Work hard – dream big

Bereits in meinem zweiten Interview habe ich mich dazu entschieden, dass ich keine Ringe mehr zählen möchte – obwohl sie wirklich toll aussehen an deiner Hand, Niklas Römer (Link zum Insiderbericht von Niklas Römer). Ich habe mich entschlossen, dass ich Geschichten erzählen möchte, die bereichern. Aber auf meinem Weg zu den besten Vereinen Deutschlands kam es zu besonderen Begegnungen. Da waren Spieler und deren Geschichten, die mich auf besondere Art und Weise berührten und die ich genau deshalb auch erzählen möchte.

Wie diese eine, von dem Spieler, der vor knapp vier Jahren zum ersten Mal einen Football in seinen Händen hielt und es geschafft hat, jetzt schon im besten Teams Europas zu spielen – den New Yorker Lions Braunschweig.

 

Mich hat also interessiert, wie so etwas möglich ist?
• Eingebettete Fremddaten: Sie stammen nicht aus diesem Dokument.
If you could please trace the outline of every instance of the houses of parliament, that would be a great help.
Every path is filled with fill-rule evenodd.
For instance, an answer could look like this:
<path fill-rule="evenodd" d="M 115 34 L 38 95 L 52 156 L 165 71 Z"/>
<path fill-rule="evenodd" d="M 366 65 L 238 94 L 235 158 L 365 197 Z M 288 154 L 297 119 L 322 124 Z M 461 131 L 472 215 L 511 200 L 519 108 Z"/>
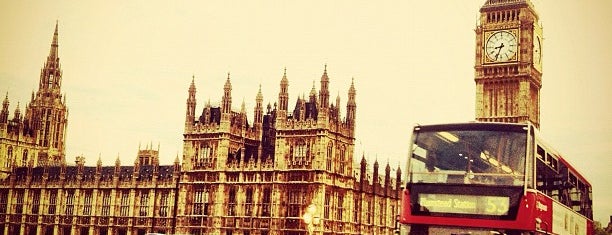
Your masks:
<path fill-rule="evenodd" d="M 192 80 L 182 159 L 160 165 L 159 147 L 147 145 L 134 162 L 67 163 L 56 24 L 25 112 L 17 105 L 10 115 L 8 94 L 2 103 L 0 234 L 392 233 L 401 170 L 369 167 L 364 156 L 354 164 L 355 86 L 341 113 L 329 79 L 325 68 L 319 91 L 313 85 L 291 110 L 285 71 L 273 105 L 259 89 L 252 120 L 244 103 L 232 110 L 229 74 L 221 104 L 201 111 Z"/>

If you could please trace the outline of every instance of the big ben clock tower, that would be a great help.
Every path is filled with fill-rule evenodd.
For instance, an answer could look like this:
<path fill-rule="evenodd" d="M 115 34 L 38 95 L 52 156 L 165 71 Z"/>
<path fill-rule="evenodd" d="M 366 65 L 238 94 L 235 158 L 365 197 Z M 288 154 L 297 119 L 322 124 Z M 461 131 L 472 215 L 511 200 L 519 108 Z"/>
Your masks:
<path fill-rule="evenodd" d="M 542 27 L 529 0 L 487 0 L 476 27 L 476 120 L 540 126 Z"/>

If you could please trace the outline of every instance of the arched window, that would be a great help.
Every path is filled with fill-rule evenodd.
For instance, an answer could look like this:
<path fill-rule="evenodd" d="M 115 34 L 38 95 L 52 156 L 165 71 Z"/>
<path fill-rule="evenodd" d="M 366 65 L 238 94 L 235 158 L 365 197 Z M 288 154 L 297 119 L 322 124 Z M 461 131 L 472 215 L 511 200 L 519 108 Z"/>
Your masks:
<path fill-rule="evenodd" d="M 304 162 L 306 161 L 306 142 L 299 140 L 293 150 L 293 161 Z"/>
<path fill-rule="evenodd" d="M 340 161 L 340 164 L 338 166 L 338 172 L 340 174 L 344 174 L 344 169 L 345 167 L 348 167 L 348 164 L 346 164 L 346 146 L 345 145 L 341 145 L 340 149 L 338 151 L 338 160 Z"/>
<path fill-rule="evenodd" d="M 204 166 L 205 163 L 212 162 L 212 147 L 209 145 L 202 146 L 201 148 L 196 147 L 195 152 L 195 166 Z"/>

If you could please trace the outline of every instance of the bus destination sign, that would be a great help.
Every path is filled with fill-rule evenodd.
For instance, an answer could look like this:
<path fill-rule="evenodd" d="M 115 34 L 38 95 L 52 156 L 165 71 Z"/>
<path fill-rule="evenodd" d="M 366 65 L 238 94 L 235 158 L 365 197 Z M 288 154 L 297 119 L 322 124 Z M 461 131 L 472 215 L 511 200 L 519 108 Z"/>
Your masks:
<path fill-rule="evenodd" d="M 419 194 L 420 211 L 434 213 L 507 215 L 510 198 L 461 194 Z"/>

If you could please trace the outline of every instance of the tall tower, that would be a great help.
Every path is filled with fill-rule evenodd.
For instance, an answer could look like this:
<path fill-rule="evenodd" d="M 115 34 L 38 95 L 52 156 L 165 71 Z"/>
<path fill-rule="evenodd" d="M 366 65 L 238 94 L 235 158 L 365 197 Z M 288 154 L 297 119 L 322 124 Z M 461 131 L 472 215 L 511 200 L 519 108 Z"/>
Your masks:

Julian, wie bist du zum Football gekommen?

Ich wurde damals in meiner Ausbildung von einem Arbeitskollegen angesprochen, der selbst Spieler der „Langenfeld Longhorns“ war, ob ich nicht mal Lust hätte, mit zum Training zu kommen? Damals habe ich knapp über 80 Kilogramm gewogen und wurde beim ersten Training als Receiver eingesetzt. Schnell haben allerdings alle gemerkt, dass das wohl nichts geben wird, da ich nach zwei Stunden noch immer keinen einzigen Ball gefangen hatte. Der HC Michael Hap hat mich dann an den Defense Coordinator Frank Hoffmeister weitergegeben, der meinte „ich habe bisher jeden ausgebildet und wir kriegen das schon hin“. Mein Körper war total unzureichend für diese Position und so war ich relativ froh, dass wir als Team erst in der 4. Liga gespielt haben. So konnte ich langsam wachsen und mich langsam an die Steigerungen der Gegner gewöhnen. Wir haben uns stetig höher gearbeitet um dann sogar in die 2. GFL aufzusteigen.
Ich glaube, hätte ich vorher mit dem Football begonnen, wäre ich eventuell nicht dabei geblieben. Früher war ich sehr sprunghaft. Ich habe mich in verschiedensten Sportarten ausprobiert. Sechs Jahre lang habe ich Fußball gespielt, auch kurz Tennis.
Am Football mag ich am meisten den Teamgeist, den gelebten Respekt und den Drill. Im Football hat man die Chance, sich schnell weiterzuentwickeln, wenn man hart arbeitet.

Wann hast du gemerkt, dass für dich mehr geht, dass du mehr willst?

Ich habe mir immer wieder neue, kleine Ziele gesetzt. Mein erstes Ziel war es damals, auf dem Feld nicht über den Haufen gerannt zu werden. Dann war es mein Ziel, dem Team irgendwann als Backup Spieler helfen zu können. Dann wollte ich Starter werden. Ich habe immer wieder gemerkt, dass ich manche Spieler immer wieder recht schnell einholen konnte. Spieler, die schon seit der Jugend Football spielten. Im nächsten Schritt habe ich begonnen, sehr „Football-spezifisch“ Kraft zu trainieren. Weg von der Vorstellung, dass ich nur meine Arme trainiere, um in der Disco gut auszusehen – sondern das zu tun, was ich auf dem Feld brauche.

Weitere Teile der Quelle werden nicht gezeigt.